Perhaps in addition to testing, schools might also be provided an opportunity to create a portfolio that explains successes and challenges. This portfolio would include the so called “touchy feely” stuff I am speaking to. Districts would submit a document detailing why they are greater than the sum of their parts. In fact, these portfolios, after being submitted to authorities, might be shared with other school systems. This sharing would promote learning and collaboration between schools. We could learn from each other.

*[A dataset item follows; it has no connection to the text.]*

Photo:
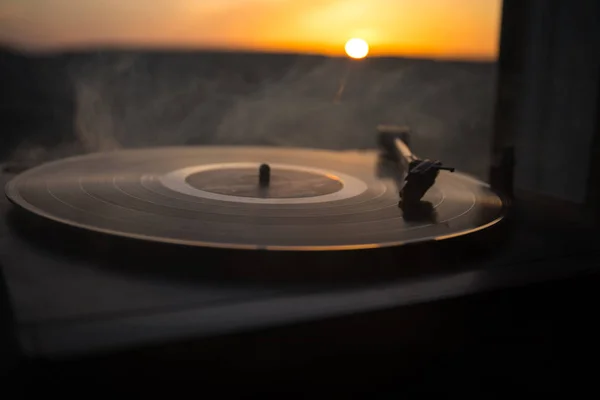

All too often scores are used for political reasons rather than as a measurement tool. This often results in knee-jerk assertions regarding what is happening (or not) in the classroom. It has been said that a ruler never made anyone grow an inch. Hopefully our leaders will carefully examine a myriad of considerations.
Top down, politically charged measures that look for quick fixes will not help educate our children. Embracing the whole child through some statistical measures, as well as recognizing those very important intangibles, will help us better understand challenges and successes involving schools. Promoting healthy learning cultures should include looking at a much larger picture.
Bob Houghtaling is the director of the East Greenwich Drug Program.